Ein kurzer Nachtrag zu dem Beitrag „Hexenteich“ – ein paar Gedanken.

Ausgelöst, durch die anstehende Verhandlung gegen Dr. Bianca Witzschel.

…und durch die, wie so oft daraus resultierende Erkenntnis, wie lange wir doch schon belogen, betrogen, hintergangen und über das Feld der Propaganda zum Narren gehalten werden. Und anders als in den Märchen, gab es nur in wenigen Fällen dieses „gute Ende“.

Ihr wisst schon: „Und wenn sie nicht gestorben sind, dann leben sie noch heute“… Von wegen.

Heute wissen wir ganz sicher:

Es war nicht diese vielbeschriebene Magie, von der jemals eine Gefahr ausgegangen ist.

Nein. Es war das Wissen, dass diese Menschen besaßen.

Es waren keine magischen Fähigkeiten, vielmehr waren es Bildung, Sachkenntnis und ein enormer Wissensschatz.

Und doch entfaltet „Der Hexenhammer“ eine schreckliche Kraft und fördert die kirchliche Hexenverfolgung. (Heute gibt es andere Namen dafür).

Hexen, Unholde, Zauberer und Wettermacherinnen – für Generationen waren sie totale Existenzbedrohung. Krankheit, Tod, sieches Vieh und Missernten – alles Hexenwerk. Sie sagten Gott ab und trieben Unzucht mit dem Teufel, flogen zum Hexensabbat und töteten ungetaufte Säuglinge. Theologen und Juristen hatten die theoretischen Voraussetzungen für den Wahn geschaffen, das Volk sie dankbar aufgenommen.

Und nun schauen wir uns doch mal um, wer heute in den Gefängnissen sitzt. Es sind nicht die Mörder oder Vergewaltiger, nein. Vielmehr sind es die, die es wagten das System zu kritisieren. Heute wie damals: finden sich dort aufrichtige Menschen, Ärzte, Wissenschaftler und viele andere, die aus ihrem Gewissen heraus gehandelt haben, und die es nicht mit ihrem Gewissen vereinbaren konnten, gewisse Maßnahmen zu vertreten.

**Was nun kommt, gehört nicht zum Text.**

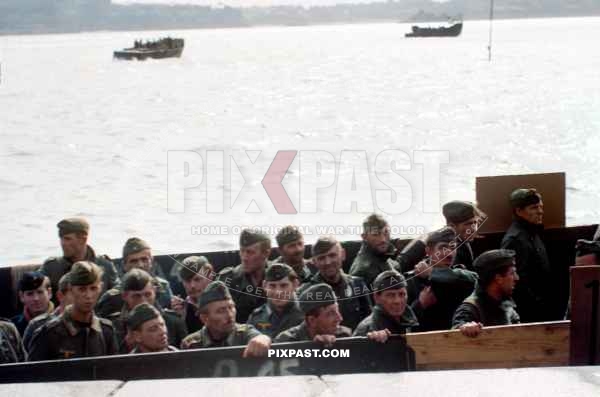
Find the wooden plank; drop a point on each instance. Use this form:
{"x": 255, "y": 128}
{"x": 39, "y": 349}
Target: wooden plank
{"x": 493, "y": 194}
{"x": 526, "y": 345}
{"x": 585, "y": 315}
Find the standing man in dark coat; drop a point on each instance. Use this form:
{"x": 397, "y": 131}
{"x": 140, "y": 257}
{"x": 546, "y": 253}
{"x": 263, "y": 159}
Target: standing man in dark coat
{"x": 533, "y": 294}
{"x": 490, "y": 304}
{"x": 73, "y": 233}
{"x": 464, "y": 217}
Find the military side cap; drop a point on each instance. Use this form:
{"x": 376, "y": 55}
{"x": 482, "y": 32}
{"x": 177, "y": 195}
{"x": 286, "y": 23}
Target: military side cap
{"x": 491, "y": 261}
{"x": 133, "y": 246}
{"x": 443, "y": 235}
{"x": 288, "y": 234}
{"x": 390, "y": 279}
{"x": 279, "y": 271}
{"x": 215, "y": 291}
{"x": 72, "y": 225}
{"x": 84, "y": 273}
{"x": 459, "y": 211}
{"x": 587, "y": 247}
{"x": 250, "y": 237}
{"x": 316, "y": 296}
{"x": 323, "y": 245}
{"x": 31, "y": 280}
{"x": 521, "y": 198}
{"x": 140, "y": 314}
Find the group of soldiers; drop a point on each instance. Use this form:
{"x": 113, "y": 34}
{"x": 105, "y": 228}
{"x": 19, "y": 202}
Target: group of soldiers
{"x": 82, "y": 305}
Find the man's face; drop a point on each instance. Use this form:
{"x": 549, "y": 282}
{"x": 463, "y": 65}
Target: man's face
{"x": 73, "y": 243}
{"x": 145, "y": 295}
{"x": 442, "y": 254}
{"x": 281, "y": 292}
{"x": 327, "y": 321}
{"x": 533, "y": 213}
{"x": 330, "y": 263}
{"x": 140, "y": 260}
{"x": 293, "y": 253}
{"x": 467, "y": 229}
{"x": 393, "y": 301}
{"x": 197, "y": 284}
{"x": 508, "y": 281}
{"x": 86, "y": 296}
{"x": 254, "y": 257}
{"x": 36, "y": 301}
{"x": 219, "y": 317}
{"x": 152, "y": 335}
{"x": 378, "y": 240}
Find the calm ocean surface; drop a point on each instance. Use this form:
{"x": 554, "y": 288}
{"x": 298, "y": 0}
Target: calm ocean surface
{"x": 83, "y": 134}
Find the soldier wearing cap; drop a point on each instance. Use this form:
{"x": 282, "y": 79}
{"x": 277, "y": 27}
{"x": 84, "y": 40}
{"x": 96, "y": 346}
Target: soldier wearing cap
{"x": 377, "y": 254}
{"x": 35, "y": 294}
{"x": 491, "y": 303}
{"x": 281, "y": 310}
{"x": 195, "y": 273}
{"x": 11, "y": 347}
{"x": 322, "y": 318}
{"x": 217, "y": 312}
{"x": 64, "y": 299}
{"x": 437, "y": 287}
{"x": 245, "y": 280}
{"x": 533, "y": 294}
{"x": 77, "y": 332}
{"x": 148, "y": 330}
{"x": 291, "y": 247}
{"x": 464, "y": 217}
{"x": 73, "y": 234}
{"x": 140, "y": 287}
{"x": 391, "y": 312}
{"x": 137, "y": 254}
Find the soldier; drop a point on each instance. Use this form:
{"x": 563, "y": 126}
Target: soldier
{"x": 391, "y": 314}
{"x": 73, "y": 233}
{"x": 376, "y": 253}
{"x": 195, "y": 273}
{"x": 77, "y": 332}
{"x": 245, "y": 280}
{"x": 11, "y": 347}
{"x": 64, "y": 299}
{"x": 140, "y": 287}
{"x": 148, "y": 330}
{"x": 439, "y": 286}
{"x": 464, "y": 217}
{"x": 217, "y": 312}
{"x": 34, "y": 294}
{"x": 534, "y": 292}
{"x": 322, "y": 318}
{"x": 137, "y": 254}
{"x": 491, "y": 303}
{"x": 281, "y": 310}
{"x": 291, "y": 247}
{"x": 352, "y": 292}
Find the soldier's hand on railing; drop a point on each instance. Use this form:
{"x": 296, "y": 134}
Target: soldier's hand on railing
{"x": 258, "y": 346}
{"x": 471, "y": 329}
{"x": 379, "y": 336}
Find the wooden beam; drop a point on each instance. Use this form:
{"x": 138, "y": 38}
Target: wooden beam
{"x": 524, "y": 345}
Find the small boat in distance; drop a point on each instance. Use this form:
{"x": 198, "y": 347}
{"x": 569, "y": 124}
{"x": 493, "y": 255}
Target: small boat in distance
{"x": 441, "y": 31}
{"x": 162, "y": 48}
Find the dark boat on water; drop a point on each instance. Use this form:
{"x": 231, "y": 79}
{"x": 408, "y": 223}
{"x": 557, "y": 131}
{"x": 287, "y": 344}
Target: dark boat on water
{"x": 442, "y": 31}
{"x": 162, "y": 48}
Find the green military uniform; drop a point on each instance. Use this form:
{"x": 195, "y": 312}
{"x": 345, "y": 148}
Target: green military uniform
{"x": 111, "y": 301}
{"x": 11, "y": 347}
{"x": 240, "y": 336}
{"x": 176, "y": 328}
{"x": 63, "y": 337}
{"x": 56, "y": 267}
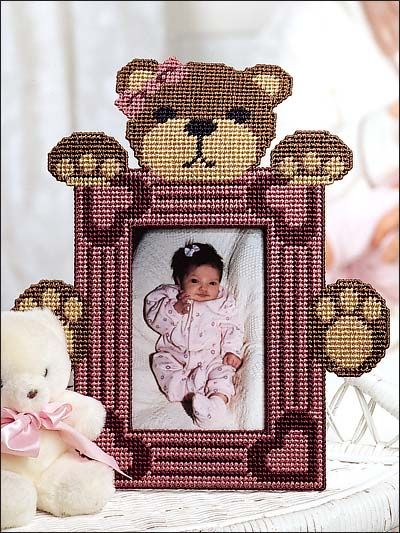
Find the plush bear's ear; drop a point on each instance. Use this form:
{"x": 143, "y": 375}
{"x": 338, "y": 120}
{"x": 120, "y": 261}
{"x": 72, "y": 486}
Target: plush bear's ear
{"x": 135, "y": 74}
{"x": 273, "y": 80}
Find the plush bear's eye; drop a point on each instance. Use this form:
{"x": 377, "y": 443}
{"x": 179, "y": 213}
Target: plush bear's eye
{"x": 162, "y": 114}
{"x": 239, "y": 114}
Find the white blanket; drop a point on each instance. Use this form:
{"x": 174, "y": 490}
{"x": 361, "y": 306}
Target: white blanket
{"x": 242, "y": 252}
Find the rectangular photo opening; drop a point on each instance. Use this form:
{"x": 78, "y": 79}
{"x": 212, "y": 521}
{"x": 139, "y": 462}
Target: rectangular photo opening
{"x": 198, "y": 329}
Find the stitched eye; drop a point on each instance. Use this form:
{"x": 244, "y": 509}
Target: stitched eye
{"x": 239, "y": 114}
{"x": 162, "y": 114}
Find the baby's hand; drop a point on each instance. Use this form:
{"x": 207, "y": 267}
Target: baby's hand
{"x": 182, "y": 306}
{"x": 232, "y": 360}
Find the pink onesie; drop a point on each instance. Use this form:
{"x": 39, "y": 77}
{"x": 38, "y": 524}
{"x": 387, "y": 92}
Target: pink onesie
{"x": 189, "y": 353}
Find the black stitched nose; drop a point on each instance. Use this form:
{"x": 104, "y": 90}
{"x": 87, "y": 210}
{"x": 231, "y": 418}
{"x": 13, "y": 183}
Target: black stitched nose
{"x": 200, "y": 128}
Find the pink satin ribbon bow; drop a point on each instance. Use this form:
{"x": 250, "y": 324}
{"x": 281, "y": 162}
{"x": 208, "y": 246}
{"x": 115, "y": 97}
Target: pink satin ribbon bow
{"x": 20, "y": 433}
{"x": 132, "y": 103}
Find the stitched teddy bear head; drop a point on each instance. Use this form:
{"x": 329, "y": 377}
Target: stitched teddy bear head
{"x": 199, "y": 120}
{"x": 35, "y": 366}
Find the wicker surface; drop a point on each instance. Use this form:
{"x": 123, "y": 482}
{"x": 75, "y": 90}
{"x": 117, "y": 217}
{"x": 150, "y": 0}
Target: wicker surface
{"x": 360, "y": 496}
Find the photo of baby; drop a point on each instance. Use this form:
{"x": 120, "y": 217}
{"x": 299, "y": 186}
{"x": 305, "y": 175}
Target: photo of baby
{"x": 198, "y": 341}
{"x": 201, "y": 331}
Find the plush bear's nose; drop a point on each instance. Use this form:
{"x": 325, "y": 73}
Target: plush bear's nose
{"x": 200, "y": 128}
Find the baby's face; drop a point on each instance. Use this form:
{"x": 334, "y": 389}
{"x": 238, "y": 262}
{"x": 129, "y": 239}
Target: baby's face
{"x": 201, "y": 283}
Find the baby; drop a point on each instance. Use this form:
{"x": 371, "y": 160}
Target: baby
{"x": 201, "y": 334}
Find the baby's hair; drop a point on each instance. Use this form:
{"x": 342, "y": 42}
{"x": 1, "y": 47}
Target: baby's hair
{"x": 197, "y": 254}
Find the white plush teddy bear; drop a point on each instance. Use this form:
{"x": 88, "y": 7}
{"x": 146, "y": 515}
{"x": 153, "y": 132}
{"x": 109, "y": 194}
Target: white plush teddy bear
{"x": 35, "y": 370}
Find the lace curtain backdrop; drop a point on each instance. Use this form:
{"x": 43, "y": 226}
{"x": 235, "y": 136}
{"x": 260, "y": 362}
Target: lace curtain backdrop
{"x": 59, "y": 63}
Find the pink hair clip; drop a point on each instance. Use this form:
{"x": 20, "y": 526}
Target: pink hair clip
{"x": 190, "y": 250}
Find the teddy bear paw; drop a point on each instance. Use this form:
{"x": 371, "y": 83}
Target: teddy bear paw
{"x": 350, "y": 327}
{"x": 66, "y": 303}
{"x": 85, "y": 158}
{"x": 311, "y": 158}
{"x": 73, "y": 486}
{"x": 18, "y": 500}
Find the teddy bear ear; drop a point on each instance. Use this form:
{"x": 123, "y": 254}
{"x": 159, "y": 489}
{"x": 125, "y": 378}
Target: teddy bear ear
{"x": 273, "y": 80}
{"x": 135, "y": 74}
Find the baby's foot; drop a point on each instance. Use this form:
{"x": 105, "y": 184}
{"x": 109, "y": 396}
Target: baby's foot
{"x": 208, "y": 413}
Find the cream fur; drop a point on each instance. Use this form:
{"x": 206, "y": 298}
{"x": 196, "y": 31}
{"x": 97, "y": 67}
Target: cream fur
{"x": 58, "y": 481}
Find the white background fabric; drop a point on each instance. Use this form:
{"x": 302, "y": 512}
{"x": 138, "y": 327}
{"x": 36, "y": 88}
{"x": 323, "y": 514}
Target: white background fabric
{"x": 60, "y": 59}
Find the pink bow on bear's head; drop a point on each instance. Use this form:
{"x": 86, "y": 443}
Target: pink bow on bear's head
{"x": 132, "y": 103}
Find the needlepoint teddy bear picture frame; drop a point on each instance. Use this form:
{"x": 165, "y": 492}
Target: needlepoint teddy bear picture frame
{"x": 199, "y": 314}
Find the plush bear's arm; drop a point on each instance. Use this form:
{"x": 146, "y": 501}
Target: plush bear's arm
{"x": 311, "y": 158}
{"x": 87, "y": 416}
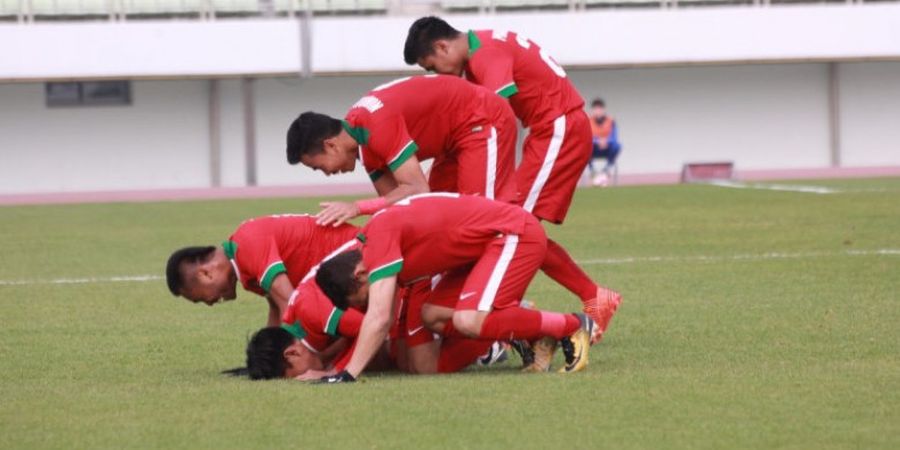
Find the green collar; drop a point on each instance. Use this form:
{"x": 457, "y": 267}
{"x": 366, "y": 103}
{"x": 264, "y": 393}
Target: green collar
{"x": 230, "y": 248}
{"x": 295, "y": 329}
{"x": 361, "y": 135}
{"x": 474, "y": 42}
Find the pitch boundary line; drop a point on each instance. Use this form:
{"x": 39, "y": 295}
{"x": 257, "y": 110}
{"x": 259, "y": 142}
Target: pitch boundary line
{"x": 740, "y": 257}
{"x": 805, "y": 189}
{"x": 586, "y": 262}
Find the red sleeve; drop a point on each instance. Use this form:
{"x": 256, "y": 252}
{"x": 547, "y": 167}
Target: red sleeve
{"x": 350, "y": 323}
{"x": 259, "y": 261}
{"x": 381, "y": 250}
{"x": 389, "y": 144}
{"x": 492, "y": 67}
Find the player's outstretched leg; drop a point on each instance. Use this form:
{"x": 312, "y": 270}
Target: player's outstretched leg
{"x": 599, "y": 303}
{"x": 575, "y": 347}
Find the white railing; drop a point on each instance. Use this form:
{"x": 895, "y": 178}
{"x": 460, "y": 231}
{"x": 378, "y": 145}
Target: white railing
{"x": 27, "y": 11}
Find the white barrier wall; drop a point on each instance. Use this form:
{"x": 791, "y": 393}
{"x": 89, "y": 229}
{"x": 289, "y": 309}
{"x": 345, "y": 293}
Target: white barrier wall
{"x": 160, "y": 141}
{"x": 602, "y": 38}
{"x": 760, "y": 116}
{"x": 763, "y": 117}
{"x": 870, "y": 109}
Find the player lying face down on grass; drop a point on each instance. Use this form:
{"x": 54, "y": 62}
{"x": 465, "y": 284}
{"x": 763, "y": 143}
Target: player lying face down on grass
{"x": 497, "y": 246}
{"x": 559, "y": 140}
{"x": 469, "y": 132}
{"x": 315, "y": 325}
{"x": 268, "y": 255}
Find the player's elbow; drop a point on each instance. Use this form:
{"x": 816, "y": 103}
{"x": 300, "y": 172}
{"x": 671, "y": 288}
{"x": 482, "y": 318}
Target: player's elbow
{"x": 415, "y": 188}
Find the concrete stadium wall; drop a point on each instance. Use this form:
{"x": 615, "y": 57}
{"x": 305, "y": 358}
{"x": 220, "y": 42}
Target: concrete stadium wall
{"x": 760, "y": 116}
{"x": 160, "y": 141}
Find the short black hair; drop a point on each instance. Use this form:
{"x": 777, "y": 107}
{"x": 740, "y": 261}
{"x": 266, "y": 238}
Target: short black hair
{"x": 192, "y": 255}
{"x": 422, "y": 34}
{"x": 335, "y": 277}
{"x": 265, "y": 353}
{"x": 306, "y": 133}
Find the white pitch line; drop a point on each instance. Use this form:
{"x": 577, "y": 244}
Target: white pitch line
{"x": 587, "y": 262}
{"x": 744, "y": 257}
{"x": 121, "y": 279}
{"x": 775, "y": 187}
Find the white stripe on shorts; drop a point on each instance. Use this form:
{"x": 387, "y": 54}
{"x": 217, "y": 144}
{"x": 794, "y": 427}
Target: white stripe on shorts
{"x": 492, "y": 165}
{"x": 490, "y": 291}
{"x": 559, "y": 132}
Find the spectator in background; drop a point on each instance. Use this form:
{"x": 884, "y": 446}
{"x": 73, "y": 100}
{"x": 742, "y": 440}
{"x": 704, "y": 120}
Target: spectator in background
{"x": 606, "y": 142}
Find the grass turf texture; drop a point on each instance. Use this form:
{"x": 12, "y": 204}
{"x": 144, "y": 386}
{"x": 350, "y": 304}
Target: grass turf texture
{"x": 719, "y": 353}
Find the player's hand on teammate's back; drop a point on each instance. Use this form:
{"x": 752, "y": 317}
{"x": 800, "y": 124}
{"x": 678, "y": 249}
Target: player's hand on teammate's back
{"x": 314, "y": 375}
{"x": 336, "y": 213}
{"x": 340, "y": 377}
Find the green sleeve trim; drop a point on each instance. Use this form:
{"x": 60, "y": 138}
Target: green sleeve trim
{"x": 474, "y": 42}
{"x": 508, "y": 91}
{"x": 269, "y": 275}
{"x": 388, "y": 270}
{"x": 333, "y": 320}
{"x": 295, "y": 329}
{"x": 408, "y": 150}
{"x": 375, "y": 175}
{"x": 359, "y": 134}
{"x": 230, "y": 248}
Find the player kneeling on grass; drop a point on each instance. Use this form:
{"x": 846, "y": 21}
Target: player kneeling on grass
{"x": 268, "y": 255}
{"x": 498, "y": 246}
{"x": 317, "y": 326}
{"x": 468, "y": 131}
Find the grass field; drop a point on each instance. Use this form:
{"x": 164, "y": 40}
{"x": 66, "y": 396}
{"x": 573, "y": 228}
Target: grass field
{"x": 751, "y": 319}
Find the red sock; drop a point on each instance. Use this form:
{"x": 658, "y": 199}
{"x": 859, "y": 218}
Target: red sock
{"x": 559, "y": 266}
{"x": 512, "y": 323}
{"x": 558, "y": 325}
{"x": 457, "y": 354}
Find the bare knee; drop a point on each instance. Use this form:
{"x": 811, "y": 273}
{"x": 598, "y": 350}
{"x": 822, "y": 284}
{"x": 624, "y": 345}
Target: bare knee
{"x": 435, "y": 317}
{"x": 467, "y": 323}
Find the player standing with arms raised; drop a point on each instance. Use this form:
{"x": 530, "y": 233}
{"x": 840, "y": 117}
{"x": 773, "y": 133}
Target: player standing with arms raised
{"x": 558, "y": 145}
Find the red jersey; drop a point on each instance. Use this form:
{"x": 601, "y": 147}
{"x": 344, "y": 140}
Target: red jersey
{"x": 516, "y": 68}
{"x": 312, "y": 318}
{"x": 423, "y": 115}
{"x": 264, "y": 247}
{"x": 424, "y": 235}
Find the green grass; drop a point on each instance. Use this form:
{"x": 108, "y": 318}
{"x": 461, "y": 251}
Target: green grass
{"x": 800, "y": 352}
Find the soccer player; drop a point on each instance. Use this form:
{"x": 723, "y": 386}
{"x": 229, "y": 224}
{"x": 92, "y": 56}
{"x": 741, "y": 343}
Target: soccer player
{"x": 493, "y": 248}
{"x": 558, "y": 145}
{"x": 268, "y": 255}
{"x": 304, "y": 347}
{"x": 469, "y": 132}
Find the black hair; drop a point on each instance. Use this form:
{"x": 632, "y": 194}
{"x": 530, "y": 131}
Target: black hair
{"x": 306, "y": 133}
{"x": 265, "y": 353}
{"x": 422, "y": 34}
{"x": 335, "y": 277}
{"x": 192, "y": 255}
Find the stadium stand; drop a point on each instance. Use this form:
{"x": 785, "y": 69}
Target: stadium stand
{"x": 30, "y": 10}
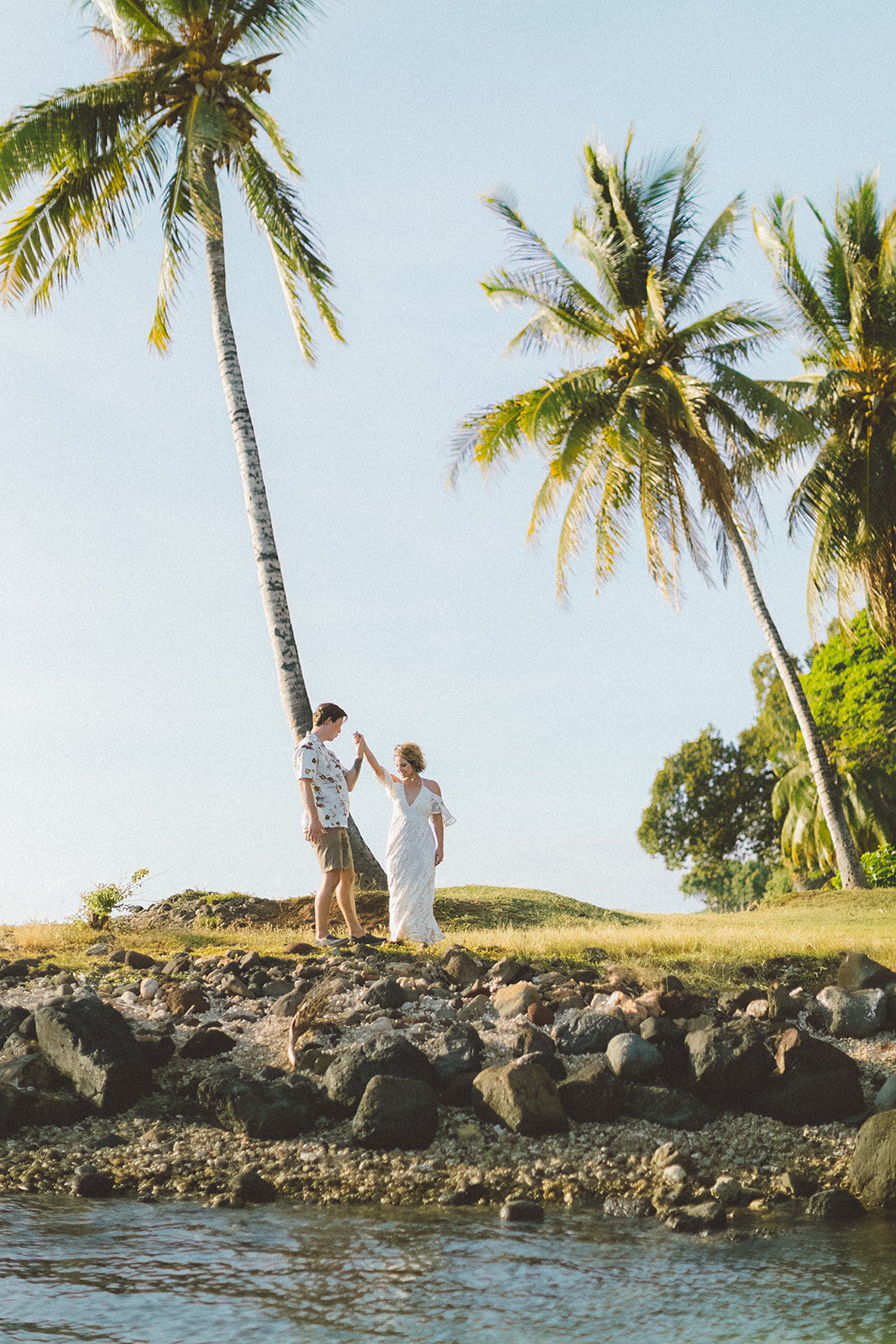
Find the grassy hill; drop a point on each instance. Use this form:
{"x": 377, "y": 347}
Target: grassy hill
{"x": 802, "y": 934}
{"x": 519, "y": 907}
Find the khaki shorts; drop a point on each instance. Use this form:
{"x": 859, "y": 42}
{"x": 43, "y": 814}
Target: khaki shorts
{"x": 333, "y": 850}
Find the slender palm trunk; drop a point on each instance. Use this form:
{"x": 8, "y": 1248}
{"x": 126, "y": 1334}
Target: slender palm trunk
{"x": 280, "y": 627}
{"x": 851, "y": 870}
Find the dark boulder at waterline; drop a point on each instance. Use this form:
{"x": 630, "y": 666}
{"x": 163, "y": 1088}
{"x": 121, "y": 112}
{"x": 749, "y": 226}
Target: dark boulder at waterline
{"x": 396, "y": 1113}
{"x": 93, "y": 1046}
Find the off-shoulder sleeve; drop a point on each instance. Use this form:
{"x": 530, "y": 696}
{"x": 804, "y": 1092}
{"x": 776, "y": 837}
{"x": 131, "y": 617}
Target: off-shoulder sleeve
{"x": 438, "y": 806}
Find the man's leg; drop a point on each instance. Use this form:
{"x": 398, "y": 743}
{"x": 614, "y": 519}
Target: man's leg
{"x": 324, "y": 900}
{"x": 345, "y": 900}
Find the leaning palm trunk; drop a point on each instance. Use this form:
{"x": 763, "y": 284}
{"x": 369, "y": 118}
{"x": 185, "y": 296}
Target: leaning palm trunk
{"x": 826, "y": 785}
{"x": 270, "y": 578}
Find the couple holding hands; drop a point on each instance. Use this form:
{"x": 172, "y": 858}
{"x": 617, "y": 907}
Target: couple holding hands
{"x": 416, "y": 839}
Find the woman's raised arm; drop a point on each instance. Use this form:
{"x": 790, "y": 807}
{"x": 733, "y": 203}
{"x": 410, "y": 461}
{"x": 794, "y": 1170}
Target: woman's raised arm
{"x": 371, "y": 759}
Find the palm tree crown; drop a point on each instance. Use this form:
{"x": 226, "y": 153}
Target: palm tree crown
{"x": 181, "y": 105}
{"x": 181, "y": 109}
{"x": 848, "y": 320}
{"x": 658, "y": 405}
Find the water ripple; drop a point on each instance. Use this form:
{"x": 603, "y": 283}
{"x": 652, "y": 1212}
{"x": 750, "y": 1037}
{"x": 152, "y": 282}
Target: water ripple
{"x": 80, "y": 1273}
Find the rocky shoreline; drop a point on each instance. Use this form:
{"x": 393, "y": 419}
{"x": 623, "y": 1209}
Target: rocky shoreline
{"x": 389, "y": 1077}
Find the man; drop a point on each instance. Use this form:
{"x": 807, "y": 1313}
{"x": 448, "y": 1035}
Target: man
{"x": 325, "y": 788}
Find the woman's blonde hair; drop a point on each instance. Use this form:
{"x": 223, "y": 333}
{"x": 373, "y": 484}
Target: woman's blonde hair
{"x": 411, "y": 753}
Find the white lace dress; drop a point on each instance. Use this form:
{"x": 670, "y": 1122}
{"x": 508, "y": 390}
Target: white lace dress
{"x": 410, "y": 862}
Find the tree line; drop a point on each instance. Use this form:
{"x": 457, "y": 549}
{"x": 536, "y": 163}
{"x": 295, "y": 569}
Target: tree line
{"x": 741, "y": 819}
{"x": 652, "y": 420}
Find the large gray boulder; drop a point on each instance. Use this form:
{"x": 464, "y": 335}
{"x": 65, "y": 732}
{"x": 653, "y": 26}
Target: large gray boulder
{"x": 587, "y": 1032}
{"x": 354, "y": 1068}
{"x": 457, "y": 1053}
{"x": 396, "y": 1113}
{"x": 727, "y": 1063}
{"x": 859, "y": 972}
{"x": 513, "y": 1000}
{"x": 852, "y": 1015}
{"x": 520, "y": 1095}
{"x": 93, "y": 1046}
{"x": 459, "y": 968}
{"x": 593, "y": 1095}
{"x": 257, "y": 1108}
{"x": 634, "y": 1059}
{"x": 872, "y": 1169}
{"x": 385, "y": 994}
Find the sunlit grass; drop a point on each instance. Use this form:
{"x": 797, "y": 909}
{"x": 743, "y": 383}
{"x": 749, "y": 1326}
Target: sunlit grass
{"x": 705, "y": 949}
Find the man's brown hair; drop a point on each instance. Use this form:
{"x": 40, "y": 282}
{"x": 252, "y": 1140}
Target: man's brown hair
{"x": 328, "y": 712}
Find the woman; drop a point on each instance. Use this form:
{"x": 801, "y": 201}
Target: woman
{"x": 410, "y": 857}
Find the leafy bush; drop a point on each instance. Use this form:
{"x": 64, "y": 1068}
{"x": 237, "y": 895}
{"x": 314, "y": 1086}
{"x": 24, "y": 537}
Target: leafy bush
{"x": 98, "y": 904}
{"x": 879, "y": 864}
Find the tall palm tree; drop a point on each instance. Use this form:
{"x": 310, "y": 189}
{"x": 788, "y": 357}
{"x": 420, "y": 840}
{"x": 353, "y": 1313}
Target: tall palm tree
{"x": 848, "y": 319}
{"x": 658, "y": 410}
{"x": 181, "y": 108}
{"x": 805, "y": 837}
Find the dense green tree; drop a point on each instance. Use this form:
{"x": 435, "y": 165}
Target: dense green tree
{"x": 658, "y": 423}
{"x": 181, "y": 109}
{"x": 805, "y": 840}
{"x": 848, "y": 319}
{"x": 730, "y": 885}
{"x": 718, "y": 806}
{"x": 852, "y": 689}
{"x": 710, "y": 803}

Es sind also die, die die Wahrheit nicht für sich behalten werden und wollen. Sie werden zu einer Gefahr. So wie einst die sogenannten „Hexen“ und Magier mit all ihrem Wissen. Denn sie besitzen dieses fundierte Wissen, dass den Mächtigen verdammt gefährlich werden kann.

Und sie waren bestrebt Leben zu schützen – damals wie heute.